Page 1 of 1

Write to dataset failed: File too large

Posted: Fri Feb 10, 2006 10:31 am
by lakshya
Hi-

One of our jobs is aborting when the dataset size reaches over 2 GB throwing the following error

CpyRecs,0: Write to dataset failed: File too large
The error occurred on Orchestrate node node2 (hostname XXX)

We have got the limits changed to maximum for the userid thro which we are running our jobs

Current settings:
$ ulimit -a
time(seconds) unlimited
file(blocks) unlimited
data(kbytes) unlimited
stack(kbytes) 4194304
memory(kbytes) 999999999999
coredump(blocks) unlimited
nofiles(descriptors) 2000

The jobs are still aborting throwing the same error.

Did anyone face the same problem? Can you please suggest me if there is any fix for the same.

Please help me on this as we have several job designed in the same way,where we will be having datasets over 2 GB in size.

Thanks in advance

Posted: Fri Feb 10, 2006 10:45 am
by ArndW
I think you need to stop and & restart the DataStage server after making the ulimit change, have you done that?

Posted: Fri Feb 10, 2006 10:50 am
by lakshya
Hi Arndw-

Yes! That has been done after the limits were changed.

Thanks

Posted: Fri Feb 10, 2006 10:54 am
by ArndW
You also need to remove the dataset as well and re-create it.

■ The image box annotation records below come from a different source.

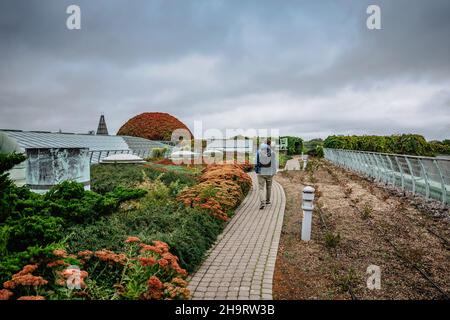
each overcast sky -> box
[0,0,450,139]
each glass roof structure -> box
[0,130,169,153]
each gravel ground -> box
[273,160,450,300]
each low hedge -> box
[324,134,434,156]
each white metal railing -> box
[89,149,152,165]
[324,148,450,204]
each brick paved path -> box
[188,173,286,300]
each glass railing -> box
[324,148,450,204]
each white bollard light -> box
[303,158,308,171]
[302,186,315,241]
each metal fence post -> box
[433,160,447,204]
[418,159,430,199]
[405,156,416,195]
[302,186,315,241]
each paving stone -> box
[188,173,286,300]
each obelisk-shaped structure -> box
[97,114,108,136]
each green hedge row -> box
[281,136,303,156]
[324,134,450,156]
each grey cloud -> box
[0,0,450,139]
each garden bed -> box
[0,155,251,299]
[273,160,450,300]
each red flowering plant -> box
[0,237,190,300]
[0,264,48,300]
[116,237,190,300]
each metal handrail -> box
[324,148,450,204]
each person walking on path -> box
[255,138,278,210]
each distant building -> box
[97,114,108,136]
[206,138,253,153]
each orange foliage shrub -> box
[178,164,252,221]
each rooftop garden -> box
[0,154,251,300]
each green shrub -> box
[152,148,167,159]
[67,202,223,271]
[7,216,64,251]
[91,164,144,194]
[324,231,341,249]
[281,136,303,156]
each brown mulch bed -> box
[273,160,450,300]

Posted: Fri Feb 10, 2006 10:58 am
by lakshya
The dataset gets deleted from the nodes as soon as the the job aborts.If it completes,it writes to the processing folder.

Posted: Fri Feb 10, 2006 11:00 am
by ArndW
OK, put a "ulimit -a" external command into your job to make sure that the background process is getting the same limitations; perhaps one of your initialization scripts resets the limit.

Posted: Fri Feb 10, 2006 11:04 am
by gbusson
you also have to kill all the processes owned by the user who runs the jobs.
Otherwise the ulimit tab won't be updated!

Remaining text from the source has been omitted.